Os ligamentos cruzados são estruturas essenciais do joelho responsáveis pela sua estabilidade. Localizados no interior da articulação, o ligamento cruzado anterior (LCA) e o posterior (LCP) cruzam-se em forma de “X” e controlam o movimento entre o fémur e a tíbia, especialmente em ações como correr, saltar ou mudar de direção. Quando ocorre, por exemplo, uma rotura do LCA, verifica-se um aumento da translação anterior da tíbia em relação ao fémur, descrito clinicamente como “movimento de gaveta anterior”, indicativo de instabilidade articular.
Imagem de BruceBlaus, Wikipedia Commons (traduzida)
Incidência e impacto da lesão no futebol feminino
A investigação científica tem demonstrado de forma consistente que as futebolistas apresentam um risco mais elevado do LCA do que os homens. Um estudo longitudinal recente, que analisou várias épocas desportivas entre 2016 e 2022, estimou uma incidência de 1,06% nas mulheres e 0,38% nos homens, correspondendo a um risco aproximadamente 2,8 vezes superior no futebol feminino.
Para além de serem mais frequentes, estas lesões tendem também a ter um impacto mais prolongado nas jogadoras. Dados do futebol profissional europeu mostram não só uma maior prevalência, mas também tempos de recuperação mais longos e períodos de ausência competitiva mais extensos.
Num contexto de alto rendimento, a rotura do LCA continua a ser uma das lesões mais incapacitantes, com consequências que podem ir desde a quebra de desempenho até à interrupção prolongada ou mesmo ao fim prematuro da carreira.
Há uma série de fatores que dão origem a esta diferença, desde fatores anatómicos, hormonais a fatores de desenvolvimento e capacidade motora.
Fatores anatómicos e biomecânicos
Algumas diferenças físicas e de movimento podem contribuir para a maior incidência de lesões do LCA no sexo feminino.
Estudos identificaram diferenças na estrutura do joelho, como um espaço ósseo mais estreito no fémur por onde passa o ligamento, e variações na inclinação da tíbia e no ângulo do quadríceps, que podem alterar a forma como o joelho absorve forças durante saltos e mudanças rápidas de direção.
De forma complementar, a análise dos padrões de movimento indica que algumas jogadoras a exibir padrões de aterragem após saltos ou girar rapidamente com o joelho menos dobrado ou mais inclinado para dentro. Esses padrões aumentam a tensão sobre o LCA, tornando-o mais vulnerável a lesões.
Fator hormonal
A relação entre hormonas e o risco de lesão no LCA tem vindo a ganhar atenção na investigação. Ao longo do ciclo menstrual, flutuações nos níveis de estrogénio e progesterona podem alterar temporariamente a estabilidade do joelho, tornando certas fases mais críticas para o risco de lesão.

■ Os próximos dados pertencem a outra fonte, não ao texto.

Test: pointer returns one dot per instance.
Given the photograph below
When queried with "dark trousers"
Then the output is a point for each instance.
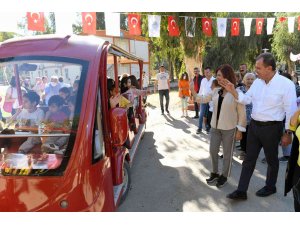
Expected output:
(196, 108)
(296, 179)
(163, 93)
(244, 140)
(209, 116)
(268, 138)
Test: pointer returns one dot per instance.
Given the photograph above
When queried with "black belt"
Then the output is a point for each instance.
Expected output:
(266, 123)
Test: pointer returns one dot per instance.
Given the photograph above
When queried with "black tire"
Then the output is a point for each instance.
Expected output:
(126, 181)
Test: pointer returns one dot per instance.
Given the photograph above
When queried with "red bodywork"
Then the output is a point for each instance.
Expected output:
(86, 186)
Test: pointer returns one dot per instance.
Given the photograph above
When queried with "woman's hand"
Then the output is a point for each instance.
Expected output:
(238, 135)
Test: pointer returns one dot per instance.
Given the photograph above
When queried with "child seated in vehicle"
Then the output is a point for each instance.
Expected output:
(55, 121)
(29, 116)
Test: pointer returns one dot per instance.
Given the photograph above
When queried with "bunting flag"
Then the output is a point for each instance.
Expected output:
(221, 24)
(291, 24)
(259, 25)
(89, 21)
(247, 26)
(207, 26)
(154, 25)
(282, 19)
(235, 27)
(173, 26)
(134, 24)
(190, 25)
(63, 22)
(36, 21)
(112, 24)
(8, 22)
(270, 25)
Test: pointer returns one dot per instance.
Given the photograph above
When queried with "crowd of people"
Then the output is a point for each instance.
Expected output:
(257, 109)
(51, 104)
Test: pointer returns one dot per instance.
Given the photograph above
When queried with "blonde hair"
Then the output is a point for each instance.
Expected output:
(247, 75)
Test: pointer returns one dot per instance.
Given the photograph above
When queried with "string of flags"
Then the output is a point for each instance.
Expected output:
(36, 22)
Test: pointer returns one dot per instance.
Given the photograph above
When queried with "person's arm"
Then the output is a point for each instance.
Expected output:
(242, 98)
(8, 96)
(200, 98)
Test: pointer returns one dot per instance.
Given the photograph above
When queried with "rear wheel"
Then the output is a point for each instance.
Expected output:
(126, 181)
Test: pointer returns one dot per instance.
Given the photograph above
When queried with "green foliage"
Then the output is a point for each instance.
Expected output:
(284, 42)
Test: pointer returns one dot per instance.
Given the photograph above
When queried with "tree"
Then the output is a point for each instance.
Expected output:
(284, 42)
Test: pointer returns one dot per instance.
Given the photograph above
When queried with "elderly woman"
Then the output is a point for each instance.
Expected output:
(227, 124)
(247, 81)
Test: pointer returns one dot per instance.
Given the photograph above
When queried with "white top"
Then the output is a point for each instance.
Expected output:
(205, 86)
(35, 117)
(14, 94)
(162, 79)
(272, 101)
(145, 81)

Em alguns casos, o uso de contracetivos hormonais foi associado a um risco ligeiramente menor de lesão, embora os resultados não sejam consistentes.

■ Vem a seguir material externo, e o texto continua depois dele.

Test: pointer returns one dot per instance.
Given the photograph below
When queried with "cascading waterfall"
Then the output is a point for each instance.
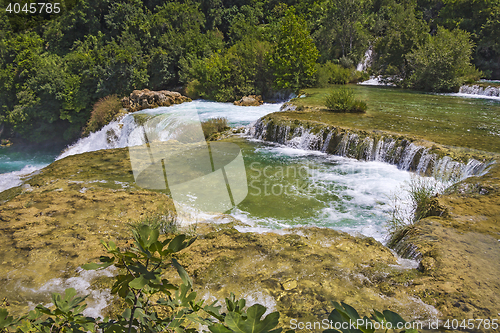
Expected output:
(398, 151)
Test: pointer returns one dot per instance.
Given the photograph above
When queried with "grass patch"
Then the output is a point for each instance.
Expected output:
(342, 100)
(416, 201)
(103, 112)
(166, 224)
(213, 126)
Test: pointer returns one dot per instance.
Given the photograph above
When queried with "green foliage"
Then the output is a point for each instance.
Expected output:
(421, 193)
(330, 73)
(139, 281)
(54, 68)
(176, 309)
(294, 54)
(103, 113)
(342, 32)
(227, 76)
(442, 64)
(342, 100)
(402, 30)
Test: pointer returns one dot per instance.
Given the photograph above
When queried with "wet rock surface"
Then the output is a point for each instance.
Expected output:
(54, 223)
(145, 99)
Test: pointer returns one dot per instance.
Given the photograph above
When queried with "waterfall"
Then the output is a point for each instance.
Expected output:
(114, 135)
(398, 151)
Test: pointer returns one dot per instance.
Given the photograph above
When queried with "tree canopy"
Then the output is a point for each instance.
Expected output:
(55, 66)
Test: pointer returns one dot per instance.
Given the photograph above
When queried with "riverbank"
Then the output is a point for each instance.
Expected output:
(59, 216)
(458, 251)
(446, 120)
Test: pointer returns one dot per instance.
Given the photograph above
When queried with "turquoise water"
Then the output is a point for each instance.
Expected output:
(16, 158)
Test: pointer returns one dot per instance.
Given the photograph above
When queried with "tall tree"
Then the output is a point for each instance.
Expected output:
(294, 53)
(342, 32)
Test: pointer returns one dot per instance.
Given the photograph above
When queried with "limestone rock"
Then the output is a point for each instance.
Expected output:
(250, 100)
(144, 99)
(289, 284)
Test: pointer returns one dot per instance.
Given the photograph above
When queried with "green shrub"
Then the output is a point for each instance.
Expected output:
(442, 63)
(342, 100)
(421, 193)
(154, 304)
(103, 112)
(213, 126)
(330, 73)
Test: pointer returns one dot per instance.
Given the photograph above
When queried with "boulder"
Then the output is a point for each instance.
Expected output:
(250, 100)
(144, 99)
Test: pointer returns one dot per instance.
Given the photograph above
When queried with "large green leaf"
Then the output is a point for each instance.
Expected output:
(219, 328)
(182, 273)
(252, 323)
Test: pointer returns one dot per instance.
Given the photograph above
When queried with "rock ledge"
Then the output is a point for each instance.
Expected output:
(145, 99)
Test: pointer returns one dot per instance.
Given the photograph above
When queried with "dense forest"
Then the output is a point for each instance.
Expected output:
(54, 67)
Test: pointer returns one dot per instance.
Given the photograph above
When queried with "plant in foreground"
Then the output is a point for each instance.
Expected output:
(342, 100)
(154, 304)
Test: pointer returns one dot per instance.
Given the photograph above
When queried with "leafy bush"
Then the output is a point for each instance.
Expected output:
(294, 54)
(227, 76)
(442, 64)
(342, 100)
(140, 281)
(103, 113)
(213, 126)
(330, 73)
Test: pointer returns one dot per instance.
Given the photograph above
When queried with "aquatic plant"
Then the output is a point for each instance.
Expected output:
(342, 100)
(422, 203)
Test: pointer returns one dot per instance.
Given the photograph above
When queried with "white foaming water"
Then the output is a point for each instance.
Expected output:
(14, 178)
(346, 194)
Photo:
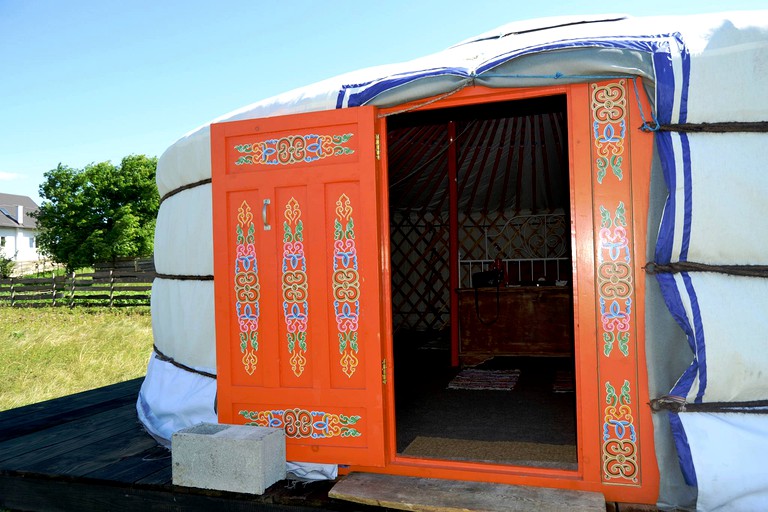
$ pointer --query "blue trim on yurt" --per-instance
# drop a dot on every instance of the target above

Fatores de desenvolvimento e aprendizagem motora
Outro campo de investigação sugere que o risco de lesão pode estar ligado ao desenvolvimento motor durante a infância e adolescência.

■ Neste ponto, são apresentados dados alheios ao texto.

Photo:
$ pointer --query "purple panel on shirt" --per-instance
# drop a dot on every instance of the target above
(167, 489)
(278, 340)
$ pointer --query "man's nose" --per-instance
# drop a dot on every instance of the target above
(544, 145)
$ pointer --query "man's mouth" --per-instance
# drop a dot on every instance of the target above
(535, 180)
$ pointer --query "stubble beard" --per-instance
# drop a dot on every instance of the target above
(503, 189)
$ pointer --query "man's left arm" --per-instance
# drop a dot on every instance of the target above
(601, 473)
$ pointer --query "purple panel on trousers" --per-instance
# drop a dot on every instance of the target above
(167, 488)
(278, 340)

Em jovens futebolistas, uma menor competência em capacidades motoras básicas está associada a padrões de aterragem menos seguros, ao ter mais dificuldade em absorver o impacto, aumentando a carga sobre o LCA. Este efeito é mais evidente no sexo feminino, possivelmente devido a diferenças na exposição a treino técnico durante o seu desenvolvimento.
Prevenção e novas linhas de investigação
O crescimento do futebol feminino tem levado a uma atenção maior da investigação sobre lesões, evidenciando que o risco elevado de LCA em jogadoras torna fundamental a implementação de programas de prevenção específicos, considerando características anatómicas, hormonais e biomecânicas.
Programas de prevenção têm mostrado reduzir o risco de lesões do LCA ao combinar treino pliométrico, neuromuscular e fortalecimento muscular com educação sobre a forma correta de se movimentar, sobretudo na aterragem de saltos. Ao melhorar o controlo do joelho em situações exigentes, estas intervenções contribuem para diminuir a incidência de lesões nas atletas.
Além disso, novas abordagens tecnológicas têm sido exploradas para prever o risco de lesão. Estudos utilizam modelos de aprendizagem automática aplicados a dados de monitorização de movimento e testes físicos para identificar jogadoras com maior vulnerabilidade, abrindo caminhos para a prevenção baseada em dados.
Texto por Sofia I. Conceição Guerreiro. Revisão por Ana Luísa Silva.